The CBP One App is positioned as a “safe, orderly, and humane lawful process” for noncitizens noncitizens to access ports of entry, where CBP Officers receive advance information for screening and vetting.
However, the app has been criticized as being complicated, and not consistently opening or freezing. Migrant rights activists also say the app is still rife with problems, including its lack of language options. Users have also complained about the facial recognition technology, with some users with darker complexions saying that the app does not capture their facial image, blocking them from even being able to register through the app.
According to CBP, from May 12 through June 23 more than 49,000 noncitizens entered border ports of entry through scheduled CBP One™ appointments, while unlawful entries between ports of entry declined by 64 percent. Noncitizens can schedule appointments CBP One™ using a two-step process: they first request appointments at any point during a 23-hour period each day and, if allocated an appointment, have another 23-hour period to confirm that appointment.
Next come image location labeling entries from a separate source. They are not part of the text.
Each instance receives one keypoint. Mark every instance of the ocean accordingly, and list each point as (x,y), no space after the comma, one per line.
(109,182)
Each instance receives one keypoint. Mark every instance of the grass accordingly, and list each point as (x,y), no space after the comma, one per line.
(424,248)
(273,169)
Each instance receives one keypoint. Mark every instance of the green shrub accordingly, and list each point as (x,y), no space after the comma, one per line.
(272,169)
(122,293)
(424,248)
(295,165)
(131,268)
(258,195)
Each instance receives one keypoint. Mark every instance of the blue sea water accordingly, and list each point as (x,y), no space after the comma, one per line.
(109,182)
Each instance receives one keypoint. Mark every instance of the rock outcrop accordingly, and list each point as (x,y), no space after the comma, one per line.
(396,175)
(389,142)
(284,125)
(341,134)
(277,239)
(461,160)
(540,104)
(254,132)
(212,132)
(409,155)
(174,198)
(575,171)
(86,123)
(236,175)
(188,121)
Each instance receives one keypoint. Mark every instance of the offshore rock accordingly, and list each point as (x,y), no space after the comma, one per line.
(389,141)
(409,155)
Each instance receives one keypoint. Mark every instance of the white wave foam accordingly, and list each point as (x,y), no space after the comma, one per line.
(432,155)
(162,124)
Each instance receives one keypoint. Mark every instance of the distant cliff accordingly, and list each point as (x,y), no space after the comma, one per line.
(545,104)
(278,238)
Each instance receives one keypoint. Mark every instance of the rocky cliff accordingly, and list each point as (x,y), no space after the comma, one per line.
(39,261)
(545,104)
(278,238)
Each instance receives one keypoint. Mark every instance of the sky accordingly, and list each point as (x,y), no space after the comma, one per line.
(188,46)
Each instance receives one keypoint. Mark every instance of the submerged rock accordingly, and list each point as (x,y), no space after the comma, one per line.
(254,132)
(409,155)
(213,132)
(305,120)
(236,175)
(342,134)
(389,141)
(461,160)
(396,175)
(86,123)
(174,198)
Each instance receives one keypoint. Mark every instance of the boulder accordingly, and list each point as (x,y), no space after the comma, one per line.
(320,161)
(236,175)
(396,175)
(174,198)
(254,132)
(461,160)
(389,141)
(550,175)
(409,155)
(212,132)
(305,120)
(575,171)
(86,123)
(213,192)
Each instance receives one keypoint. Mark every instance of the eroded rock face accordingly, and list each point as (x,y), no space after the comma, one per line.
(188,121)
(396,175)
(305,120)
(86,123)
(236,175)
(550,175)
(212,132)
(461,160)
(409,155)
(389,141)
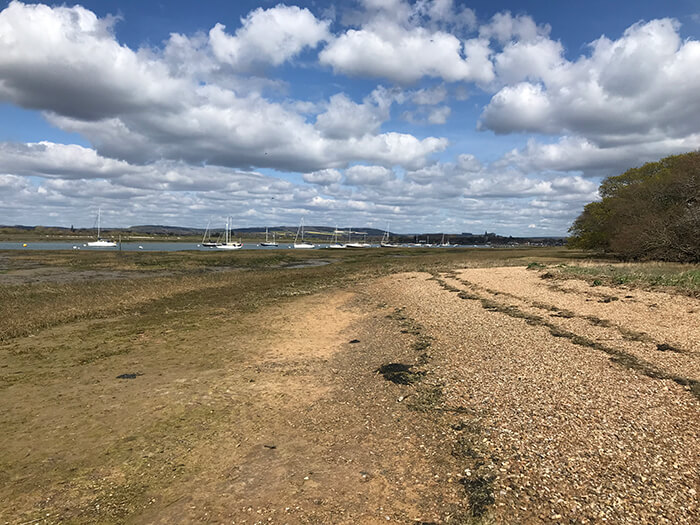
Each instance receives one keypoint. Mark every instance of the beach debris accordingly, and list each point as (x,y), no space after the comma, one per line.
(133,375)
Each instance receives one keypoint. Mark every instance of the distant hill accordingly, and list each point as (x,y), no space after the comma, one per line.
(282,233)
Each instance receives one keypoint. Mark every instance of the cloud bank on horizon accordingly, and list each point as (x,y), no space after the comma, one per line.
(419,114)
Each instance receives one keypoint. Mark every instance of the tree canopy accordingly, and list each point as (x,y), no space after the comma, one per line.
(650,212)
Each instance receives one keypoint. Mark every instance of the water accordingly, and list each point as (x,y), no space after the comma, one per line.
(127,246)
(152,247)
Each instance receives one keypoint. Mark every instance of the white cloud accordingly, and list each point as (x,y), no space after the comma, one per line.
(439,115)
(268,36)
(368,175)
(390,44)
(67,60)
(344,119)
(68,161)
(429,96)
(505,27)
(639,88)
(323,177)
(578,154)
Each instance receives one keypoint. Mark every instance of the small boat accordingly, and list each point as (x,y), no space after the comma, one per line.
(356,244)
(228,244)
(335,244)
(206,239)
(302,244)
(268,242)
(444,244)
(101,243)
(386,243)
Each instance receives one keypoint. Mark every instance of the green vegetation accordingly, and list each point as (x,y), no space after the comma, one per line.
(647,213)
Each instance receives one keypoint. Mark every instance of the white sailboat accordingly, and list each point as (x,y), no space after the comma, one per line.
(386,243)
(444,244)
(353,244)
(302,244)
(228,244)
(101,243)
(335,244)
(267,241)
(206,239)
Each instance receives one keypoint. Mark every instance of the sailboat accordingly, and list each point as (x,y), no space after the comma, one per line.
(301,244)
(386,243)
(206,239)
(101,243)
(444,244)
(228,244)
(267,241)
(336,245)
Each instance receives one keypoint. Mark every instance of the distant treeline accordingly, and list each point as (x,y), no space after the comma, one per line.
(283,233)
(651,212)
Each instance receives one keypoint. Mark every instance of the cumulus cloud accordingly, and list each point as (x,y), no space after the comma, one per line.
(392,43)
(640,87)
(133,105)
(68,161)
(368,175)
(505,27)
(578,154)
(323,177)
(268,36)
(345,119)
(66,60)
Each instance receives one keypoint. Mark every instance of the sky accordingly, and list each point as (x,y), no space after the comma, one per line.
(426,116)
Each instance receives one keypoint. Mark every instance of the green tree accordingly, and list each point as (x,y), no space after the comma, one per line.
(650,212)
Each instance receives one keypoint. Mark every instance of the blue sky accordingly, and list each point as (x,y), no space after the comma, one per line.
(434,115)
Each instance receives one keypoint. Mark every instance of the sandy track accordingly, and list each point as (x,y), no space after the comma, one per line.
(560,432)
(506,409)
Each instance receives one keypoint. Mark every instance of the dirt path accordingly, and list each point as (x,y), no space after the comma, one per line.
(476,396)
(280,417)
(572,421)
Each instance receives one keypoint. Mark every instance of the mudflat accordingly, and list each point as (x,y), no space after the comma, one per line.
(412,386)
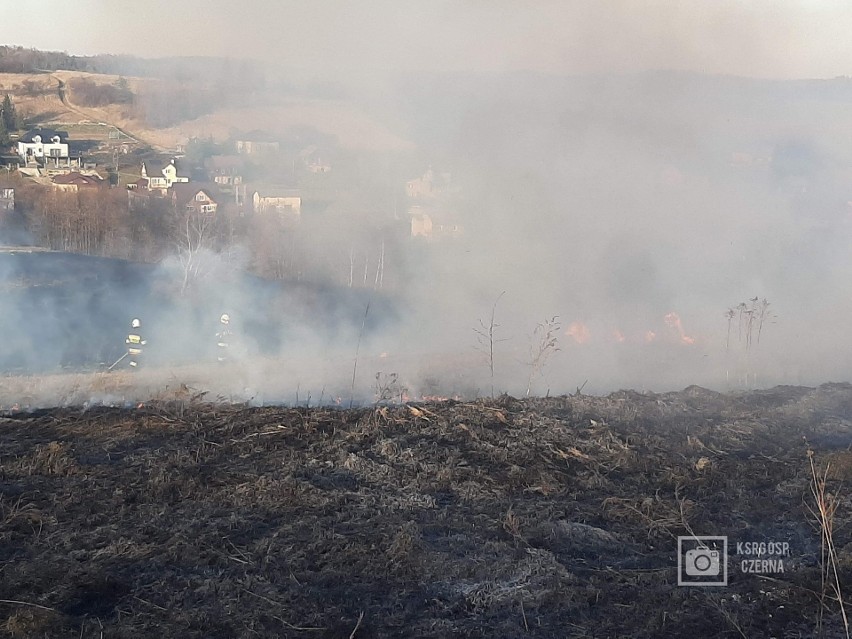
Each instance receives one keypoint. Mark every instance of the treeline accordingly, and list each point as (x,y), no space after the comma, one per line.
(100,222)
(23,60)
(10,120)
The app allocates the majority of appointments randomly to those who requested an appointment at each port of entry. The remainder are allocated to the requestors with the oldest accounts who have been waiting the longest for an appointment.
The TASBIA™ Bottom Line
On October 28, 2020, U.S. Customs and Border Protection (CBP) launched the CBP One™ mobile application on the Apple App and Google Play stores. The app is now the mandatory method to apply for asylum, which puts significant pressure on the system to work well under challenging circumstances.
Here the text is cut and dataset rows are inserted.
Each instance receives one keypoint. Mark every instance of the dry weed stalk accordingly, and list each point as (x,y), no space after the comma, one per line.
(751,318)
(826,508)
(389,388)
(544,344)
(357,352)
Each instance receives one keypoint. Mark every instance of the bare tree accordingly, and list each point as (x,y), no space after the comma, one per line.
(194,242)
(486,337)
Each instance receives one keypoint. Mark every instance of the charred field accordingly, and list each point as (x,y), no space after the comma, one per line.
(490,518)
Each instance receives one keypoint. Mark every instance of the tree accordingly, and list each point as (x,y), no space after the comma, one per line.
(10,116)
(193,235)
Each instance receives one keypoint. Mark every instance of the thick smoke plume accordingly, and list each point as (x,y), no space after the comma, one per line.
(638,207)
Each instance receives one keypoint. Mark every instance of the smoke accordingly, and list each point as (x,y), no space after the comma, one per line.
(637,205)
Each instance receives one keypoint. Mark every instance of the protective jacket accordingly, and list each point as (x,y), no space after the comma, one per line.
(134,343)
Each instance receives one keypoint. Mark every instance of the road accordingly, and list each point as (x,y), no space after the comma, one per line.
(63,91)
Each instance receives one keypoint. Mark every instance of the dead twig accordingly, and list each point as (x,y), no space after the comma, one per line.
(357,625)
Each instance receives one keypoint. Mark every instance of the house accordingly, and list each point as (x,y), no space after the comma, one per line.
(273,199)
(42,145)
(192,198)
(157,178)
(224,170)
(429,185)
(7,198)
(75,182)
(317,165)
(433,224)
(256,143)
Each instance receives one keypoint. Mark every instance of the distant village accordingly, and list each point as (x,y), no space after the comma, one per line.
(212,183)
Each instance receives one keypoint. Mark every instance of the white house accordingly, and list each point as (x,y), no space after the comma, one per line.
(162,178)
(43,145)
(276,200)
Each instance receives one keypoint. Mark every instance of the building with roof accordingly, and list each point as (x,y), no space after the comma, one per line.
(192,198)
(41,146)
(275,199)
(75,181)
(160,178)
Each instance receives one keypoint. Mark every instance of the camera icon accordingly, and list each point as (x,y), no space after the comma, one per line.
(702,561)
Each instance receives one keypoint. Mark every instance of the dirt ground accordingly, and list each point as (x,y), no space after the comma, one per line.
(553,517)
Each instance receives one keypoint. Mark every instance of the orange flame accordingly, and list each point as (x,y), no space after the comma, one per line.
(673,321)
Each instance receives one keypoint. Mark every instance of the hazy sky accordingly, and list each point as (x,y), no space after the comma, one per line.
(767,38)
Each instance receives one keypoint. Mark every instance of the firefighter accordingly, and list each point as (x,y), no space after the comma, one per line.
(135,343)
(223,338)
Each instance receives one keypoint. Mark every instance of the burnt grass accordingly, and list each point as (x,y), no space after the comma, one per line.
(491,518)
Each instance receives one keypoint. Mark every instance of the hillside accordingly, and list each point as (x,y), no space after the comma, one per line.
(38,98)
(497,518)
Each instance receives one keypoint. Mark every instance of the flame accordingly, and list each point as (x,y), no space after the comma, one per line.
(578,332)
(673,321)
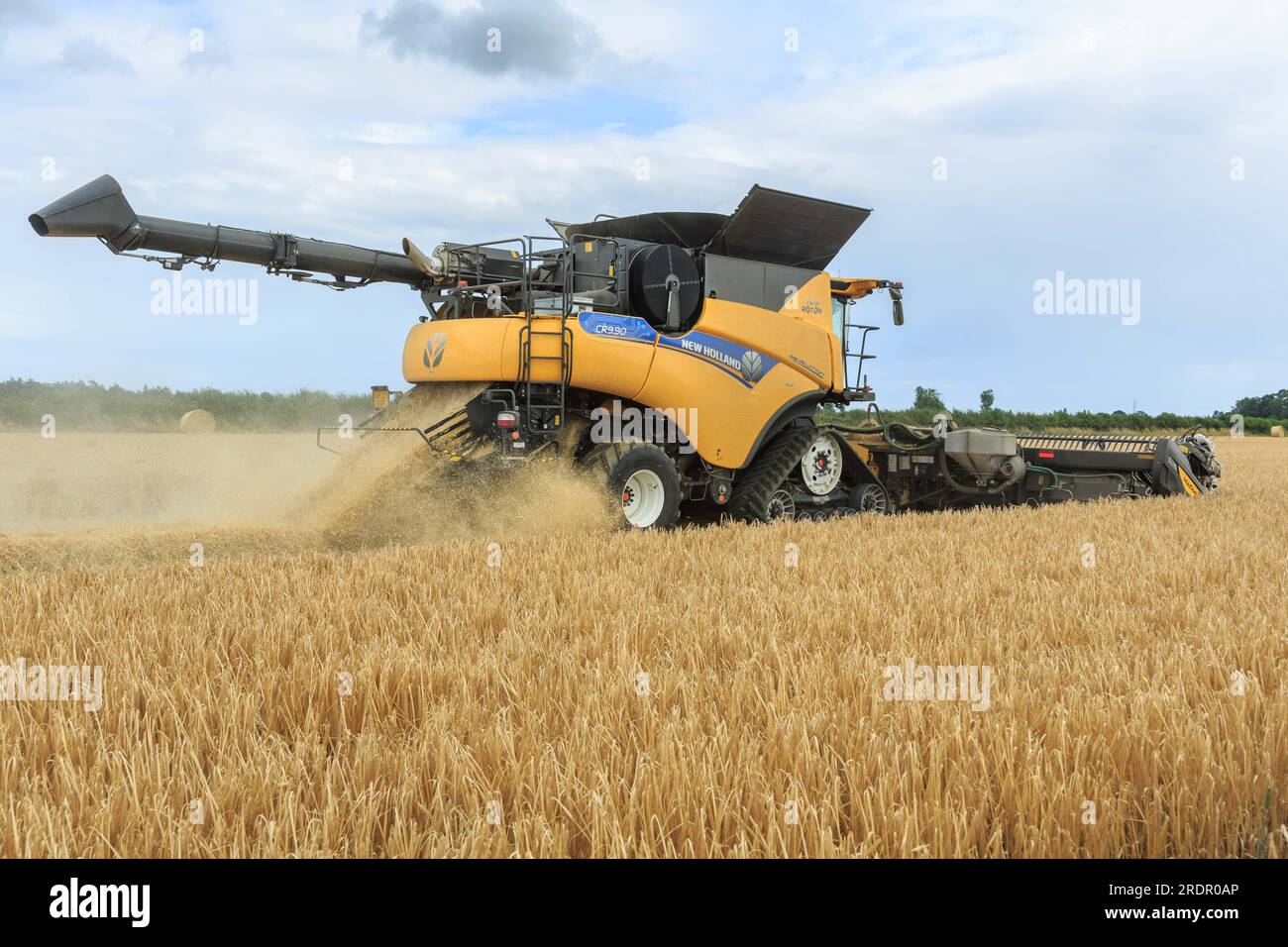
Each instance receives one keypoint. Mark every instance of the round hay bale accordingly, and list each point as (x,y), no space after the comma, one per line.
(198,421)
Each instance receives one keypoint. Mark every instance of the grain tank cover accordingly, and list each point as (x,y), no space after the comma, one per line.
(684,228)
(789,230)
(768,227)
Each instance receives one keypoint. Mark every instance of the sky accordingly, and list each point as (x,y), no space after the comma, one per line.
(1003,147)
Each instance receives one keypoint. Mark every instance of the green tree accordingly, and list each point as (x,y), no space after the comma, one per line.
(927,398)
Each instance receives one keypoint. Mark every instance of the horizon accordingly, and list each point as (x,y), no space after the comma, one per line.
(1136,158)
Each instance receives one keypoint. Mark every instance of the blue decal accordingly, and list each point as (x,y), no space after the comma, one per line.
(609,326)
(738,361)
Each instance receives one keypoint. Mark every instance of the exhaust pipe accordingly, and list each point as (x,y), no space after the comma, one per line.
(99,210)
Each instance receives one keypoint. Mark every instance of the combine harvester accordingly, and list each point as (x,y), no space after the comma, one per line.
(722,333)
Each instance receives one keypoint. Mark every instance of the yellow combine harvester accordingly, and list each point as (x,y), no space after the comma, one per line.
(682,356)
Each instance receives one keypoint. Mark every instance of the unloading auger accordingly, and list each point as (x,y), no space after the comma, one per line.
(708,342)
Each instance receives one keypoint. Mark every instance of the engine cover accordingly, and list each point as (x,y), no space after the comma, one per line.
(658,270)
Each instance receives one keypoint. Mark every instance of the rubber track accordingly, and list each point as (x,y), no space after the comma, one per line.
(755,484)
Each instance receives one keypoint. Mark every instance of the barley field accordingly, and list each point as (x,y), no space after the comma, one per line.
(292,669)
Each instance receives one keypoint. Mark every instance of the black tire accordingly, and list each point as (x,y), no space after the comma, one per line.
(755,487)
(870,497)
(618,463)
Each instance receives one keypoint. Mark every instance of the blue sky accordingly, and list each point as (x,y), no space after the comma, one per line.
(999,145)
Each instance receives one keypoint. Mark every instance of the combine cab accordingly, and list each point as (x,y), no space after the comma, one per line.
(682,357)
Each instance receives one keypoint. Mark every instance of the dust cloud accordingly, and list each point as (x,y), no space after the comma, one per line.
(116,499)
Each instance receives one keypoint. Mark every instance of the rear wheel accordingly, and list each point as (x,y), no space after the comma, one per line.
(643,483)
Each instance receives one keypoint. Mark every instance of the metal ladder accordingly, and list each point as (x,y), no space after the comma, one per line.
(565,359)
(859,390)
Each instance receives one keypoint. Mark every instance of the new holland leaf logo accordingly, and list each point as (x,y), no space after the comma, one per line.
(434,350)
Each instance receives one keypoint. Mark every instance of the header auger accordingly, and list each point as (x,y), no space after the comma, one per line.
(679,356)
Although the goal of the app is to provide a streamlined and fairer system, the app has raised privacy, discrimination and surveillance concerns. Amnesty International is concerned that facial recognition and GPS technologies, along with cloud storage, are used to collect data on asylum seekers before they enter the US.
The use of appointment scheduling technology is generally a positive trend for many governmental agencies, but combining this with Personally Identifiable Information (PII) puts the onus on the government to use this information responsibly.